Nunavut artists 'dreaming big' after playing with Juno award-winning singer

Songwriter Justin Rutledge is playing onstage and at songwriter workshops in Nunavut to help local artists rise up in Canada's music industry.

'I don't think that there's anywhere in Canada that it's harder for them to get known'

Singer/songwriter Justin Rutledge performing at the Franco-Centre in Iqaluit on May 6 where he took part in a songwriter circle with local artists. (Ashley Burke/CBC)

Juno award-winning songwriter Justin Rutledge is playing onstage and at songwriter workshops in Nunavut to help local artists rise up in Canada's music industry.

Alianait Arts Festival flew the Toronto-based folk singer to Iqaluit and Igloolik as part of a larger effort to bring big-name musicians up north, where travel expenses often hold local talent back. 

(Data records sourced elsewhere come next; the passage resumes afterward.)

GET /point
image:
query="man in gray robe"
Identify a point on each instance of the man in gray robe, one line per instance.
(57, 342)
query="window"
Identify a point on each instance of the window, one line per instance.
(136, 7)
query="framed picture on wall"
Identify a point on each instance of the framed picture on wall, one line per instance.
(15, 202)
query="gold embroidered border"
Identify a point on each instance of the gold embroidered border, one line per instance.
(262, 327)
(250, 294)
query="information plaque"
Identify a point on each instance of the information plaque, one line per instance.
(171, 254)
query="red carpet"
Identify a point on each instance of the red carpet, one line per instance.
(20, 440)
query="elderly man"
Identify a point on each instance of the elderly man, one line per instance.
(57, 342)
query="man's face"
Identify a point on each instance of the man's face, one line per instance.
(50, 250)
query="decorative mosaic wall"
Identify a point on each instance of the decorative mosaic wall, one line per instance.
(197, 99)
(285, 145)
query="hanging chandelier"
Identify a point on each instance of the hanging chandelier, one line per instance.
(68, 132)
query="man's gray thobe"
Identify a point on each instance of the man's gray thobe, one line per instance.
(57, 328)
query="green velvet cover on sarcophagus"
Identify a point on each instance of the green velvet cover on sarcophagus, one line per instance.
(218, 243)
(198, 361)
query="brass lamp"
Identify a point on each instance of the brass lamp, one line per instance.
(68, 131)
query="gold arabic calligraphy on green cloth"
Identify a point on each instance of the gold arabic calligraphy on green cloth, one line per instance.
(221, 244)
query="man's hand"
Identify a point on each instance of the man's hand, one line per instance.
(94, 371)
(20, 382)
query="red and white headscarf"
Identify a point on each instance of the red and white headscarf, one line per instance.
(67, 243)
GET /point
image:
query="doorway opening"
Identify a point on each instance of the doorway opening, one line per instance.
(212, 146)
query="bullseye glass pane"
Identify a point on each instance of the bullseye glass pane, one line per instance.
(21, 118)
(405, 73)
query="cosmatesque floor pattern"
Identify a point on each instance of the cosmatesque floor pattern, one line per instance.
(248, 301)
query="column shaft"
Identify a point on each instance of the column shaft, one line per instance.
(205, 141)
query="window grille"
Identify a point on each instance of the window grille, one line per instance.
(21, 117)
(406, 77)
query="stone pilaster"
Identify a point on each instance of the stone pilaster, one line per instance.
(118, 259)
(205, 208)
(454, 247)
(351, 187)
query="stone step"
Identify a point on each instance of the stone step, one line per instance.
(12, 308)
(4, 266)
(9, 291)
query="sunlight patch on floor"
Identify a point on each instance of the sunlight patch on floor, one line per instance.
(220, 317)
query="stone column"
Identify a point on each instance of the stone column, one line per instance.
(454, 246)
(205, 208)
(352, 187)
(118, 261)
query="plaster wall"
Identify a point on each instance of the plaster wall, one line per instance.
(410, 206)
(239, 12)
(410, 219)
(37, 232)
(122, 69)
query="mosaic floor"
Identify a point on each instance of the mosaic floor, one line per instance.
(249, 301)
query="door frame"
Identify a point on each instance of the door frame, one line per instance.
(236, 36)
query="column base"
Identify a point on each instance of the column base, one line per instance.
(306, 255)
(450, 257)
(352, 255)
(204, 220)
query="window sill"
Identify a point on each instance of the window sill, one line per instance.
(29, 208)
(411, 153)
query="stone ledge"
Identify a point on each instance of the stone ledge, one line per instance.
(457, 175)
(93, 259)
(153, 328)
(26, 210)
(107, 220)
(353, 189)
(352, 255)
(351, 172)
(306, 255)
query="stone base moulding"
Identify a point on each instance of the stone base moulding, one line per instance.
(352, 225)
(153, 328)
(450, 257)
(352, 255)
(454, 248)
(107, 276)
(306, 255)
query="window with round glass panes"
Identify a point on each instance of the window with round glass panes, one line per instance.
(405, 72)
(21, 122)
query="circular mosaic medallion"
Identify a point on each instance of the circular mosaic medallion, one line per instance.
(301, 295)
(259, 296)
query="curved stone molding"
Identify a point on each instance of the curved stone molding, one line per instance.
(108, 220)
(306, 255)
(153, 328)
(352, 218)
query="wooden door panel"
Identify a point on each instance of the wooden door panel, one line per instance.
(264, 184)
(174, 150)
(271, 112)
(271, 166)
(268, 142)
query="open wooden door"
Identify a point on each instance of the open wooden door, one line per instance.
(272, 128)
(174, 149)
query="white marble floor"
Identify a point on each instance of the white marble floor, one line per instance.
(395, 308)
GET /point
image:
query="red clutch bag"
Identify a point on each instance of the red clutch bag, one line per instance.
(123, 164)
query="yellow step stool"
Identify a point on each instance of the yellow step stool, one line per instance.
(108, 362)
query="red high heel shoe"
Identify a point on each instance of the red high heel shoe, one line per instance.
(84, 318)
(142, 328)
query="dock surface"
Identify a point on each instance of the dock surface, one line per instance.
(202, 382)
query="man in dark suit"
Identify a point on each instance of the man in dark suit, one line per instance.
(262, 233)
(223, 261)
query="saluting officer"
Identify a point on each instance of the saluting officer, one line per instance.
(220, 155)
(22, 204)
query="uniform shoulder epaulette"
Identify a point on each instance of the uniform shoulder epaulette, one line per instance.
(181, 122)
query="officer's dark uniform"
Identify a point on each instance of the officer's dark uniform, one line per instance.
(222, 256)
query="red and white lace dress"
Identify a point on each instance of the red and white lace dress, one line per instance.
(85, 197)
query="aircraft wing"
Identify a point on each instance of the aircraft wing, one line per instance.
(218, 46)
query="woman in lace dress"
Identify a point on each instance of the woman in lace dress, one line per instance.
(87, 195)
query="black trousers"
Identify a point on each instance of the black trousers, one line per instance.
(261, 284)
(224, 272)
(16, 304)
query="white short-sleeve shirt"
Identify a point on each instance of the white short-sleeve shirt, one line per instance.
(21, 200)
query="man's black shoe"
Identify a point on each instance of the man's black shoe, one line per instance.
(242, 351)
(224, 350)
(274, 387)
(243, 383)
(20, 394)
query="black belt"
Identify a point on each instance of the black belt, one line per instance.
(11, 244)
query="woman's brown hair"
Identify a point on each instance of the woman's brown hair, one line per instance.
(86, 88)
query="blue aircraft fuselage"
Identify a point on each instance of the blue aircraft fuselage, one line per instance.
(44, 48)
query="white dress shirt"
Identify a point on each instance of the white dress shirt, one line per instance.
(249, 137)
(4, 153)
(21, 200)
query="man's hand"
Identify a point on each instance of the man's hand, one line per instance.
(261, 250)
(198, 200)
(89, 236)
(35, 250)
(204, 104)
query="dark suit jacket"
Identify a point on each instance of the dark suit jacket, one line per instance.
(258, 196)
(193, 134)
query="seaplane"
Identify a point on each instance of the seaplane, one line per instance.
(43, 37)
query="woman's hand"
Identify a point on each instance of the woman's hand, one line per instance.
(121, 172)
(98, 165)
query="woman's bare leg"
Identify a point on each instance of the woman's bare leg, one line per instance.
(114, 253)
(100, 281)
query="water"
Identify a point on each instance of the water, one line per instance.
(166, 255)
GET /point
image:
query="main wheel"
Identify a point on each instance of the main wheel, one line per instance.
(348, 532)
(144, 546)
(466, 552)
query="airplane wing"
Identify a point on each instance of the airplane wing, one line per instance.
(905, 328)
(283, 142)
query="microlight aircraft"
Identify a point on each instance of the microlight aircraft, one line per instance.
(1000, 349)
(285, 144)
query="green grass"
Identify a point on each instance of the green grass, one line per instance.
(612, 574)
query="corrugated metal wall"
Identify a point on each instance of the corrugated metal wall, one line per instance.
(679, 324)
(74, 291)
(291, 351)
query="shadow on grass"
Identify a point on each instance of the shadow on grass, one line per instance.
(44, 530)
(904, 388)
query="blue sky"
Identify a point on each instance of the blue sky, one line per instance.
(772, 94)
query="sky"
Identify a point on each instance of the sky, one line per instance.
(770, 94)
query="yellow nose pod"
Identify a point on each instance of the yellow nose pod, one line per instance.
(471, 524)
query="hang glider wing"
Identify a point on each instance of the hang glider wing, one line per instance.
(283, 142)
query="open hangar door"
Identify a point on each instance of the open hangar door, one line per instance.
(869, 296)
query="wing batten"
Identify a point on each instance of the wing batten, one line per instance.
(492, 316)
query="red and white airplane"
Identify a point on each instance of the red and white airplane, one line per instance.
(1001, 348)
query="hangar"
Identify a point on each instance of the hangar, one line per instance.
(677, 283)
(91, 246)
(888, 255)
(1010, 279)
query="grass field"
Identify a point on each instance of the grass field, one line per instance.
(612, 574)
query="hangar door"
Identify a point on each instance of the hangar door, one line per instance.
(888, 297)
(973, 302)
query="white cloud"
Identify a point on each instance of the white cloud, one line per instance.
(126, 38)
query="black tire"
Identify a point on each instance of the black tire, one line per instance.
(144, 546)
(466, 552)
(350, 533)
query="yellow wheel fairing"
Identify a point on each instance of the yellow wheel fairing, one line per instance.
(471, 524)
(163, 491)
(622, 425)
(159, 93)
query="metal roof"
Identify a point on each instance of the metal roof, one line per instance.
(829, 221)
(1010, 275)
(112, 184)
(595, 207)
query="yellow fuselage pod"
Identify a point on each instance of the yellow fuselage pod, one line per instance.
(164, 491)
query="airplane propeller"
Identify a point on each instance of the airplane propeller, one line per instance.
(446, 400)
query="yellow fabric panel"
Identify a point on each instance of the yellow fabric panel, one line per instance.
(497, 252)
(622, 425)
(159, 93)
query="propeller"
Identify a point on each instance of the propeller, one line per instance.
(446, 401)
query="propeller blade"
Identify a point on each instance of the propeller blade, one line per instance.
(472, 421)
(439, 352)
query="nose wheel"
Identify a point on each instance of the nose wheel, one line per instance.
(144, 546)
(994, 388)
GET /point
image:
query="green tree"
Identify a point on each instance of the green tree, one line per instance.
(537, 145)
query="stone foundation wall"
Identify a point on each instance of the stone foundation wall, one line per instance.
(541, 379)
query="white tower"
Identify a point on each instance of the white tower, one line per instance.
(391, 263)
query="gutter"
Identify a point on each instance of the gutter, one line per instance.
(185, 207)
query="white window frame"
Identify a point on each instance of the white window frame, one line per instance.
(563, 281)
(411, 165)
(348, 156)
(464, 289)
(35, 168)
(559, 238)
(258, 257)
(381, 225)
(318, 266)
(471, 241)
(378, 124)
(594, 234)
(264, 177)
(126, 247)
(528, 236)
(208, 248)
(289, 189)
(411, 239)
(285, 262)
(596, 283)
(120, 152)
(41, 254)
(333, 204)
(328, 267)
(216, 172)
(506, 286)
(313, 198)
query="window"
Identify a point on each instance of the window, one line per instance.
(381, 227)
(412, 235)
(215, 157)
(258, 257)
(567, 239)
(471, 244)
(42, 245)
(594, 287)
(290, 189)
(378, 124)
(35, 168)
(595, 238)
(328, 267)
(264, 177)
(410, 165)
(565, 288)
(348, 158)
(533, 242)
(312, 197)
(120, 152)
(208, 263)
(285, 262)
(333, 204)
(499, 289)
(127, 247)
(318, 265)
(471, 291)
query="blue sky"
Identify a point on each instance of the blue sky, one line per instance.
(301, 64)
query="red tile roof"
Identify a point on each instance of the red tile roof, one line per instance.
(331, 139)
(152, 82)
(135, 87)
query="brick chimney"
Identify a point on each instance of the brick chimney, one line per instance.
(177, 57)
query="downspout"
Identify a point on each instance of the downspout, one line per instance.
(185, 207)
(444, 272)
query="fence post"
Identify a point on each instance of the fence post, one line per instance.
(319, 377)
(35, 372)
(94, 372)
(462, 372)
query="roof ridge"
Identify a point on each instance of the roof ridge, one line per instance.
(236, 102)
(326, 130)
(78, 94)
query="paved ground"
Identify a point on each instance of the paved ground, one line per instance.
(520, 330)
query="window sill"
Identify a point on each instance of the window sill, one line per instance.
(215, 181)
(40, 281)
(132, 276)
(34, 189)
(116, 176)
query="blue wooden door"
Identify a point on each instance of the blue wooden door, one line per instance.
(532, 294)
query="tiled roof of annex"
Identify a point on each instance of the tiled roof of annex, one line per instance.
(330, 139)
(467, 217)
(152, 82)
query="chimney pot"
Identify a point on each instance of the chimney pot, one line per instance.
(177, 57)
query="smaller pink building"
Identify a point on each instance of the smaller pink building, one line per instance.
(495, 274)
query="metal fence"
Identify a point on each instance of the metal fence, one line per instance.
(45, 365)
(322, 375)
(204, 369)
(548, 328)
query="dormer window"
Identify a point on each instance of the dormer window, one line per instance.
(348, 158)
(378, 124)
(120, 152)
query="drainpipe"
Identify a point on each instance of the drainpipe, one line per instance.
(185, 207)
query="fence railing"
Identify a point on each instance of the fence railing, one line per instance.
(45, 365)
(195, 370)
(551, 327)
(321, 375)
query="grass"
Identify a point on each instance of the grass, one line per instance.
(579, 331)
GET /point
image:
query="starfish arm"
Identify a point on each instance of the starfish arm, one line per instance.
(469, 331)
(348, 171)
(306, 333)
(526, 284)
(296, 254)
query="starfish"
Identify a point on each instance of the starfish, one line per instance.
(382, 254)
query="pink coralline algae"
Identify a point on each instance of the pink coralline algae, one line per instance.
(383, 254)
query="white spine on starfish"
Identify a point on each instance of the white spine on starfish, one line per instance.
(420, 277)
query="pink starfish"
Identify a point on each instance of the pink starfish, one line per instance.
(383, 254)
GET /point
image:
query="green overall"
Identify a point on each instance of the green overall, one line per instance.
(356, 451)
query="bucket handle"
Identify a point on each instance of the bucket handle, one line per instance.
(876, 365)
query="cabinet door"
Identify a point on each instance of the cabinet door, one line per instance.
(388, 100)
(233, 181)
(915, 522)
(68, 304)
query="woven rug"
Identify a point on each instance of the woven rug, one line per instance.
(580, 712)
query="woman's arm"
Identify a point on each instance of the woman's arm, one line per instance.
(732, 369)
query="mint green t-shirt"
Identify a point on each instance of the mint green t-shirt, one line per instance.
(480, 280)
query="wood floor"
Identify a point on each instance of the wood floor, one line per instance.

It's about growing the Nunavut artists- Heather Daley, Alianait Arts Festival

The festival's executive director, Heather Daley, says Nunavut's music scene is growing and invaded the Juno Awards this year with nominations, including The Jerry Cans for breakthrough group of the year. 

Daley says it's taken the festival providing a stage, lighting and bringing in musicians from around the world that bring up the level of professionalism to help prepare those artists for the Junos. 

The problem is there still aren't many opportunities for young, emerging Inuit artists to play in front of large crowds or collaborate from talent elsewhere, said Daley.

"It's about growing the Nunavut artists," said Daley. "I don't think there's anywhere in Canada that it's harder for them to get known. You have to fly everywhere."

Justin Rutledge and Iqaluit musicians and community members taking part in a songwriter circle at the Franco-Centre on May 6. (Ashley Burke/CBC)

Airfare unaffordable for musicians

Rutledge says it's not even affordable for artists like himself to tour Canada's North. This is the first time he's performed in Nunavut, and he couldn't believe the $3,000 price tag for his airfare alone.

"It's just not feasible for us to do it on our own," said Rutledge. "So for us, to have a festival bring us up here, [that] has a lot of weight."
Justin Rutledge snowmobiling out in the tundra in Iqaluit before performing at his show on May 5. (Submitted by Justin Rutledge)

Within 24 hours of getting off the plane, Rutledge was taken snowmobiling, hunting and tasted muktuk – frozen whale skin and blubber. Then, he took the stage this past Saturday at Inuksuk High School in Iqaluit. 

"I feel like I've had a bit of a red carpet rolled out for me," said Rutledge. "It's just such a wonderful place. I'm as interested in learning about the music up here as I am in playing my music for people up here."

"I feel a little lucky that I can bring my guitar and even though I may not speak the language, we can still sing a song together and learn from each other."

His performance was a chance to bring Rutledge's rootsy sound to a Northern audience, and for Inuit singer-songwriter Jerry Laisa, who opened for Rutledge, to sing on the same stage.

Laisa hopes the show helped shine a light on his songs, all sung in Inuktitut.

"I'm hoping I'll get to play more," said Laisa. "I want to inspire people someday. I want to be a good leader."

Local singer-songwriter Jerry Laisa opening the show for Justin Rutledge at Inuksuk High School in Iqaluit. (Facebook/Alianait Arts Festival )

'Makes it possible to dream'

At an intimate songwriting circle the next day, local solo act Francisca Mandeya worked on her new song with Rutledge. He helped the Zimbabwe-born musician with chords to play on her mbria, an African instrument sometimes called a thumb piano.

"My experience was beautiful," said Mandeya. "It helps me step up my music."  
Francisca Mandeya plans to get in touch with Rutledge once she's finished writing her song. (Facebook)

Mandeya has been living in Iqaluit for the past four years, for some of that time working on suicide prevention. She calls her music "healing," and hopes it can help the community cope with socioeconomic problems.

It's been challenging trying to get her music recorded, she said, because the focus right now for grants in the territory is on Inuktitut-speaking performers.

This opportunity to play with a well-known musician gives her hope.

"I want to do better," said Mandeya. "It feels good to have that opportunity to have people at your doorstep that have that talent. And makes it possible for people to dream, and even dream bigger than what we would normally."

Next, Rutledge is off to Igloolik, to perform and meet with the music community that's working to revive the Rockin Walrus Arts Festival after it went into debt several years ago. 

Daley is helping organize the event and hopes to feature Indigenous artists from different parts of Canada, Greenland, Australia and New Zealand.